Assim começa o filme japonês Batalha Real, produção de 2000 com direção do lendário Kinji Fukasaku, da qual Tarantino é fã assumido. Os níveis de delinqüência juvenil atingiram níveis estratosféricos, fazendo que as escolas se tornassem um dos lugares mais violentos do país. A população adulta, com medo, apóia a solução do governo chamada Battle Royale.

Ela consiste de uma idéia simples. A cada ano a turma escolar mais delinqüente é levada a uma ilha deserta, onde participam de uma espécie de survival game onde devem lutar entre si, até que só sobre um aluno. As regras do jogo são claras: todos recebem uma mochila com um kit de sobrevivência, incluindo uma arma. Esta, por sua vez, pode ser uma arma de fogo, faca, granada, foices, veneno, arco e flecha e outras armas não tão úteis. Todos recebem um colar especial que previne que eles escapem da ilha. Ao final de três dias, se sobrar mais de uma pessoa, todos os colares explodem.

Dadas as regras e com cada aluno devidamente armado, o jogo começa. Antigas rixas, amizades duradouras e a natureza humana serão colocados a prova, até que apenas um saia vivo. Durante o filme descobrimos algo que é óbvio, e isso se chama instinto de sobrevivência. Esse é o verdadeiro comportamento da raça humana, que abandona a hipocrisia e falsidade do cotidiano e resgata a mais profunda selvageria interior se for para defender seus próprios interesses.

Não há rostos conhecidos (pelo ocidente) no filme, mas pude reconhecer o ator Takeshi Kitano (o japonês fodão de Brother) interpretando o prof. Kitano, mestre da turma selecionada desse ano. O enredo é obra do escritor Koushun Takami, autor do livro que inspirou o filme. A adaptação é um dos dez maiores sucessos de bilheteria no Japão e rendeu um mangá dividido em 15 volumes (lançado no Brasil, aliás) e uma continuação em 2003 dirigida novamente por Fukasaku.

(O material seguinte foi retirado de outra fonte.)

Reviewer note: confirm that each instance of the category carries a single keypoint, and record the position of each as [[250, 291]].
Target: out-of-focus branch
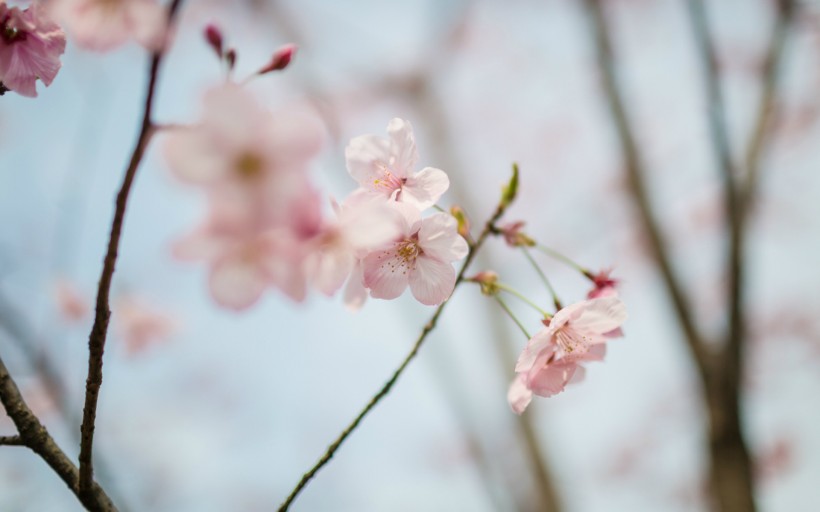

No início é estranho como uma obra dessas não chegou ao ocidente e nem ganhou um remake americano, mas se olharmos mais para trás dá pra entender um pouco o motivo. O filme foi produzido na mesma época do conhecido massacre na escola de Columbine, e nenhuma distribuidora americana se interessou em comprar os direitos de exibição do filme. O longa começou a ganhar fama quando Tarantino fez um comercial para a edição especial do DVD, babando o ovo para o filme. Aliás, foi depois de ver Batalha Real que o diretor decidiu escalar a atriz Chiaki Kuriyama para Kill Bill, no papel da adolescente psycho Gogo Yubari.

O filme saiu em DVD em 2007 no Brasil em edição especial dupla com uma caralhada de extras e é altamente recomendável como um dos ótimos exemplos do cinema de horror japonês. Clássico.